How to query ChromaDB
Quick answer
To query
ChromaDB, use the official Python client to connect to your collection, then call the query method with your query vectors and specify n_results for nearest neighbors. This returns the closest matching vectors and their metadata.PREREQUISITES
Python 3.8+pip install chromadbBasic knowledge of vector embeddingsChromaDB server or local instance running
Setup
Install the chromadb Python package and ensure you have a running ChromaDB instance (local or remote). Set up your environment with Python 3.8 or higher.
pip install chromadb Step by step
This example shows how to create a collection, insert vectors with metadata, and query the collection for nearest neighbors.
import chromadb
# Initialize client (default local persistent instance)

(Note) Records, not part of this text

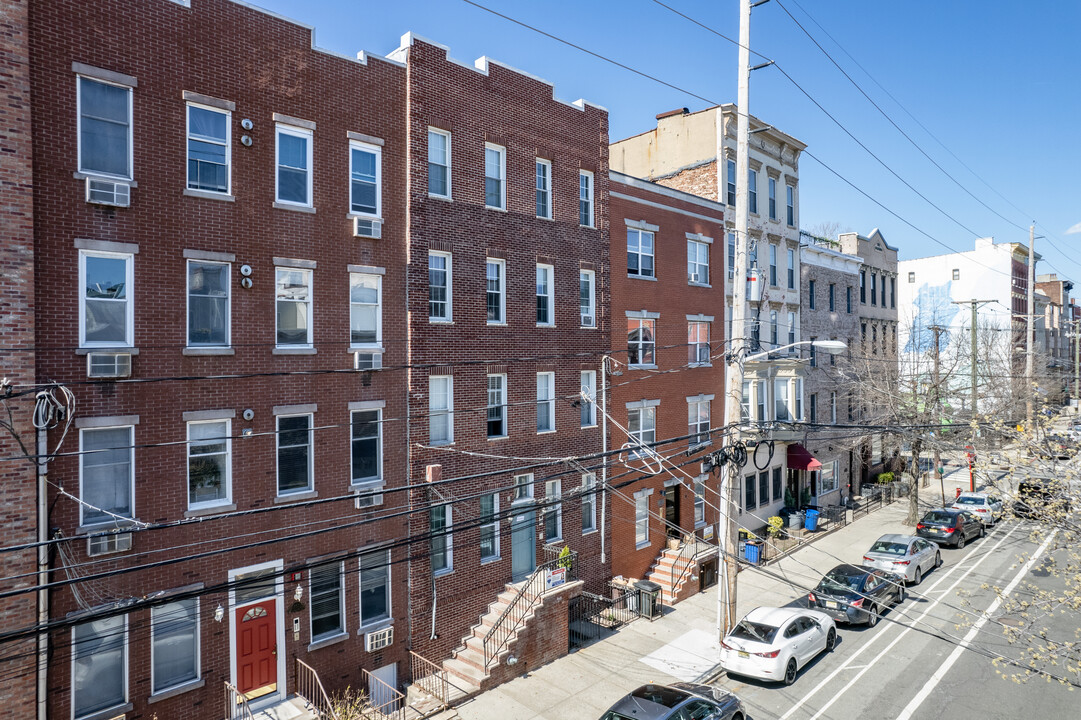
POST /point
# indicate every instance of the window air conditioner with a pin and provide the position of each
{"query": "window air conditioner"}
(108, 192)
(379, 639)
(366, 228)
(108, 364)
(108, 544)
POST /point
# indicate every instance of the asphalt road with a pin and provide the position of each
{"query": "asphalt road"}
(928, 662)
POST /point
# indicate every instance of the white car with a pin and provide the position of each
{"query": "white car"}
(985, 506)
(773, 643)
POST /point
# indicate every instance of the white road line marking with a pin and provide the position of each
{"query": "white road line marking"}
(867, 644)
(944, 668)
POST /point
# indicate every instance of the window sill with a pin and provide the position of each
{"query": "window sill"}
(177, 690)
(200, 511)
(297, 209)
(109, 714)
(208, 195)
(203, 351)
(325, 642)
(295, 497)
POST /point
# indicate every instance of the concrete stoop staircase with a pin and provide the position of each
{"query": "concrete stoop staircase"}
(661, 571)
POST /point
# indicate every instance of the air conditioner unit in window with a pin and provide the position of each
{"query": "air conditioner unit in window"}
(108, 364)
(108, 192)
(366, 228)
(108, 544)
(379, 639)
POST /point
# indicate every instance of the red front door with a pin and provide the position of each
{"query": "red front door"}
(256, 649)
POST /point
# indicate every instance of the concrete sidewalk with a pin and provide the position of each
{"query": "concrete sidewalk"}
(681, 644)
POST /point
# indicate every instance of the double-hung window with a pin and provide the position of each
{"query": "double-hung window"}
(496, 405)
(588, 503)
(697, 262)
(366, 445)
(209, 149)
(375, 582)
(293, 300)
(439, 287)
(587, 298)
(640, 253)
(295, 469)
(208, 304)
(209, 464)
(588, 403)
(441, 544)
(439, 163)
(105, 129)
(641, 334)
(495, 174)
(365, 178)
(585, 198)
(552, 510)
(107, 475)
(327, 595)
(546, 303)
(489, 527)
(440, 410)
(174, 644)
(544, 188)
(106, 317)
(294, 165)
(98, 666)
(697, 342)
(496, 295)
(546, 402)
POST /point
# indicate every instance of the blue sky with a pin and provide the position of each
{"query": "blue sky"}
(996, 82)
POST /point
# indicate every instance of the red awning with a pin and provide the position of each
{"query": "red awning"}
(799, 458)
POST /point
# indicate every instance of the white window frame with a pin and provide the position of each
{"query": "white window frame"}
(549, 271)
(502, 272)
(502, 404)
(311, 604)
(446, 135)
(131, 129)
(129, 298)
(227, 144)
(227, 480)
(309, 304)
(155, 690)
(131, 474)
(583, 275)
(548, 398)
(546, 175)
(436, 411)
(449, 317)
(124, 661)
(311, 455)
(502, 151)
(586, 195)
(377, 345)
(387, 565)
(308, 136)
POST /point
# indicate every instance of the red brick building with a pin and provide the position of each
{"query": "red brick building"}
(668, 341)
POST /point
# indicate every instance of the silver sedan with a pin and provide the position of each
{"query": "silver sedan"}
(904, 555)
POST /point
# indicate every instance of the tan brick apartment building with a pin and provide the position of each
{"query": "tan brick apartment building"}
(668, 344)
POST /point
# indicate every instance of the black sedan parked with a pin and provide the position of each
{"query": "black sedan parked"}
(850, 594)
(949, 527)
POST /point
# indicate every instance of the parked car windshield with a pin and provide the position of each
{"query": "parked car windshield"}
(756, 631)
(890, 548)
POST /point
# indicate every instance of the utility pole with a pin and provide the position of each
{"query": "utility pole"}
(733, 395)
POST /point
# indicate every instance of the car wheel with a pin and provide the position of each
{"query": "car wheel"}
(790, 671)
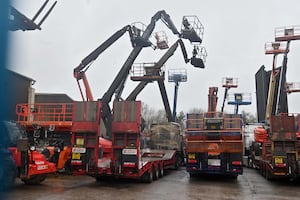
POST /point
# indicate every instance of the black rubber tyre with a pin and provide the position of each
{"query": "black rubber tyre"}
(161, 171)
(148, 176)
(35, 180)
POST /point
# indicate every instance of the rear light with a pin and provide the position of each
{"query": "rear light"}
(192, 161)
(76, 162)
(280, 165)
(128, 164)
(236, 163)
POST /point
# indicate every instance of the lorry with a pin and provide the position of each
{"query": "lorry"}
(168, 135)
(26, 162)
(214, 141)
(275, 149)
(48, 127)
(95, 121)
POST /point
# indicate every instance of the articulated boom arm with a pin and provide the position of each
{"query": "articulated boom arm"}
(212, 99)
(124, 72)
(132, 96)
(272, 85)
(79, 71)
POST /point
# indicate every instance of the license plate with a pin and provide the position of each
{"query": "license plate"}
(78, 150)
(278, 160)
(191, 156)
(214, 162)
(75, 156)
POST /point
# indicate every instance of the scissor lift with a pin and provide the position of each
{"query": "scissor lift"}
(287, 33)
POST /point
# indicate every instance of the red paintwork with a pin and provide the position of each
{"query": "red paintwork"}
(37, 162)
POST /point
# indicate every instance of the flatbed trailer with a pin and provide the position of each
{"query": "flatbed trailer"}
(214, 145)
(275, 149)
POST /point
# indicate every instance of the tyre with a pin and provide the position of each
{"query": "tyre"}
(155, 173)
(192, 175)
(148, 176)
(178, 162)
(161, 171)
(35, 180)
(8, 171)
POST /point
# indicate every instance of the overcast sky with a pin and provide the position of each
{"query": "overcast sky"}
(235, 33)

client = chromadb.Client()
# Create or get a collection
collection = client.get_or_create_collection(name="example_collection")
# Insert sample vectors with ids and metadata
collection.add(
ids=["vec1", "vec2", "vec3"],
embeddings=[
[0.1, 0.2, 0.3],
[0.4, 0.5, 0.6],
[0.7, 0.8, 0.9]
],
metadatas=[
{"text": "first vector"},
{"text": "second vector"},
{"text": "third vector"}
]
)
# Query with a vector to find top 2 nearest neighbors
results = collection.query(
query_embeddings=[[0.1, 0.2, 0.25]],
n_results=2
)
print("IDs:", results["ids"])
print("Distances:", results["distances"])

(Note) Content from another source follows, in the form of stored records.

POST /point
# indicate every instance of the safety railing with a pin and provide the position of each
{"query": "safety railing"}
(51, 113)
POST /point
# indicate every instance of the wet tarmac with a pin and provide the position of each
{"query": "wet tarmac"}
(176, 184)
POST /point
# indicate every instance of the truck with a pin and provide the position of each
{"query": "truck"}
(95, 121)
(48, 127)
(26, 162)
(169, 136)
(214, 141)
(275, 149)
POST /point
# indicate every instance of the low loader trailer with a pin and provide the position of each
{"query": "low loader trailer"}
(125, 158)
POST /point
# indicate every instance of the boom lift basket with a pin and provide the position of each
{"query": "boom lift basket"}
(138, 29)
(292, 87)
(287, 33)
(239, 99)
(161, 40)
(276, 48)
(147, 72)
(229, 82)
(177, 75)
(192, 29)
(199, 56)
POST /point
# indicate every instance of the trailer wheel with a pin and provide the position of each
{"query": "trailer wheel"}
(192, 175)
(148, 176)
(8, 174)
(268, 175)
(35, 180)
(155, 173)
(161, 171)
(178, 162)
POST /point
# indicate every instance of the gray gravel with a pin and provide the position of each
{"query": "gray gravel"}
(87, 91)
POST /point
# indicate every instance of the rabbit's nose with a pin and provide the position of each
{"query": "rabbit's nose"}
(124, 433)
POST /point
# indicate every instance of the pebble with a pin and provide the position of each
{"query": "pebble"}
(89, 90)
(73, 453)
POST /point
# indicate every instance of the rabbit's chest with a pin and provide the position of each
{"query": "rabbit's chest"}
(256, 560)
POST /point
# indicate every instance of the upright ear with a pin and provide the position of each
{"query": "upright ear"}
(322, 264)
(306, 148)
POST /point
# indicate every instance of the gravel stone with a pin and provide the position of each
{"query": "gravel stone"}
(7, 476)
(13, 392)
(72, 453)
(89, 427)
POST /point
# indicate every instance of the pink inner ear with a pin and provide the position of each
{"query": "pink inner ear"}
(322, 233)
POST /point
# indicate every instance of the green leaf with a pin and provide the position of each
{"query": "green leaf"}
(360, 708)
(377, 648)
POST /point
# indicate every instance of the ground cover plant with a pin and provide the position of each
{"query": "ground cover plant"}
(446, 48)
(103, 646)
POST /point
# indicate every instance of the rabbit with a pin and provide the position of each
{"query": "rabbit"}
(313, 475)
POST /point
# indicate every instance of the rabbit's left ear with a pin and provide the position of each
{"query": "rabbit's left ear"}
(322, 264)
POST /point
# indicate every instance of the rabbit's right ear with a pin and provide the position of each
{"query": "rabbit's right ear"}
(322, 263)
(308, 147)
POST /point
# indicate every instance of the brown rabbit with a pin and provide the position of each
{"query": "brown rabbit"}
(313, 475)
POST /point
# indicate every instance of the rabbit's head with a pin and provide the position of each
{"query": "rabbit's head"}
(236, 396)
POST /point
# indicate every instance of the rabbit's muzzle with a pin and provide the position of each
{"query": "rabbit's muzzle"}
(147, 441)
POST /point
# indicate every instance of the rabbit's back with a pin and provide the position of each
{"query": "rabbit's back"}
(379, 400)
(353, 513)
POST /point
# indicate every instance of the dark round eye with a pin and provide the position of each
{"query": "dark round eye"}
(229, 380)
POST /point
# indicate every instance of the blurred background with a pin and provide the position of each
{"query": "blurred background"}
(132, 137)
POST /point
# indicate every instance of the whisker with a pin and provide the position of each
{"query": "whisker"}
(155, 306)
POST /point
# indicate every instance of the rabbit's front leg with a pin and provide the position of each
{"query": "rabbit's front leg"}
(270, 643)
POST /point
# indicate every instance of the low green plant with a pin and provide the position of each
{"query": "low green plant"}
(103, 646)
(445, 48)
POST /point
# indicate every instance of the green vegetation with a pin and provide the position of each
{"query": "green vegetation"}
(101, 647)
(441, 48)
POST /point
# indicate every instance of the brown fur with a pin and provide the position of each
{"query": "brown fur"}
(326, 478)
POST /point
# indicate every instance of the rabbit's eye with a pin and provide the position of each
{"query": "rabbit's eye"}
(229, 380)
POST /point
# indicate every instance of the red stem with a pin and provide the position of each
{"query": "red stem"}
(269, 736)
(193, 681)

print("Metadatas:", results["metadatas"]) output
IDs: [['vec1', 'vec2']]
Distances: [[0.0, 0.08660254037844388]]
Metadatas: [[{'text': 'first vector'}, {'text': 'second vector'}]] Common variations
- Use
client = chromadb.Client(chromadb.config.Settings(...))to customize connection settings. - Query multiple vectors at once by passing a list of query embeddings.
- Filter queries by metadata using the
whereparameter. - Use async patterns with
asyncioif integrating into async apps (requires custom wrappers).
Troubleshooting
- If you get connection errors, verify your ChromaDB server is running and accessible.

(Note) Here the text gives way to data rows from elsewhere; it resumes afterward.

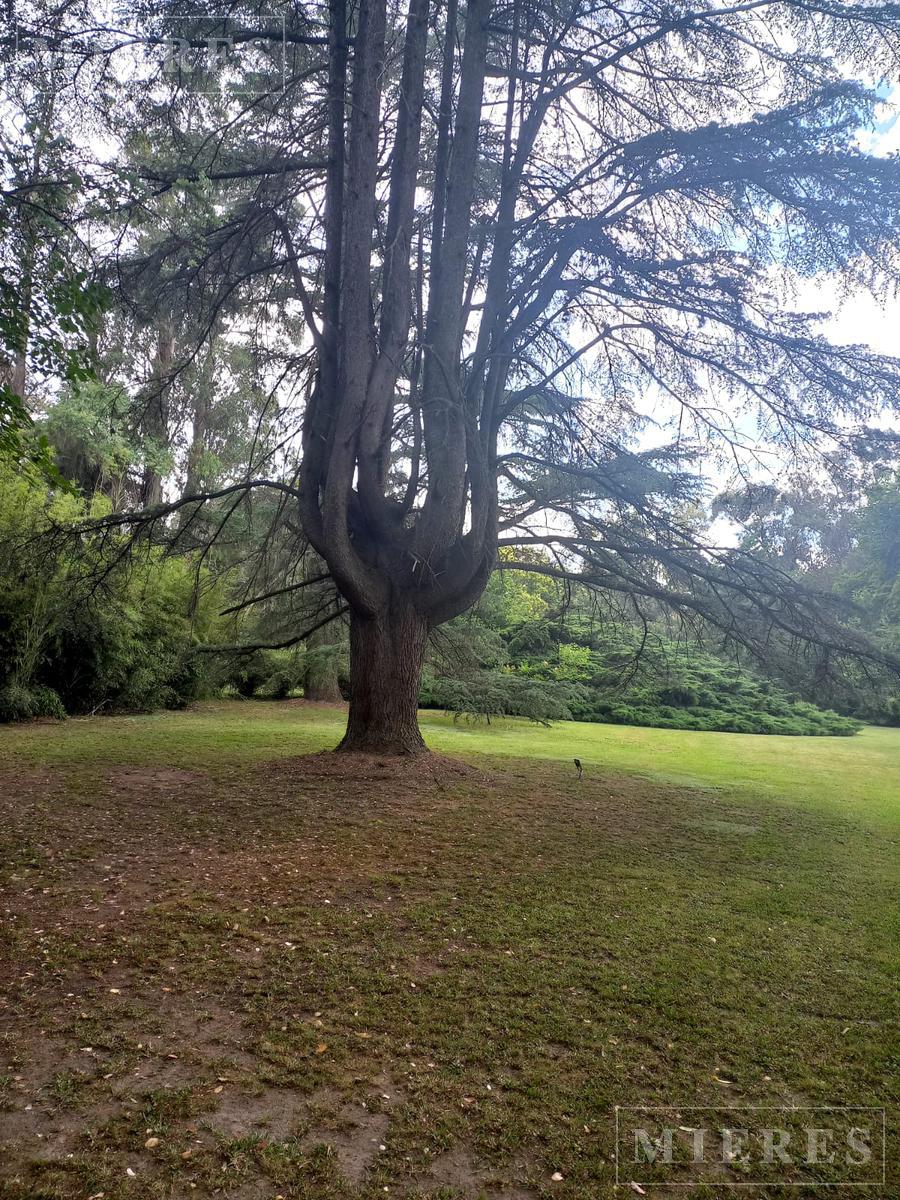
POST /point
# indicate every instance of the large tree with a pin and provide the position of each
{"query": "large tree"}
(510, 228)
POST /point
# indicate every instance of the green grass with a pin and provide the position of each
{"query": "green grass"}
(490, 964)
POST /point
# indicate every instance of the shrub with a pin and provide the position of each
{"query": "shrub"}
(21, 703)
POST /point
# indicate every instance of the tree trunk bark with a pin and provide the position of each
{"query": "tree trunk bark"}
(387, 655)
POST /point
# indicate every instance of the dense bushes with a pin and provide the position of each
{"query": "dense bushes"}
(486, 694)
(79, 635)
(673, 687)
(565, 670)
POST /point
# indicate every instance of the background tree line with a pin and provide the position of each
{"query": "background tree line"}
(324, 357)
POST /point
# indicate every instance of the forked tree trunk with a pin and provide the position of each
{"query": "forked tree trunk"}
(387, 655)
(321, 677)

- Ensure your query vectors have the same dimensionality as inserted vectors.
- Check that
chromadbpackage is up to date to avoid API mismatches. - For large datasets, consider indexing strategies or batch queries to optimize performance.
Key Takeaways
- Use the official
chromadbPython client to query vector collections easily. - Always match query vector dimensions with stored embeddings to avoid errors.
- Leverage metadata filtering to refine search results in
ChromaDB. - Keep your
chromadbpackage updated for latest features and fixes.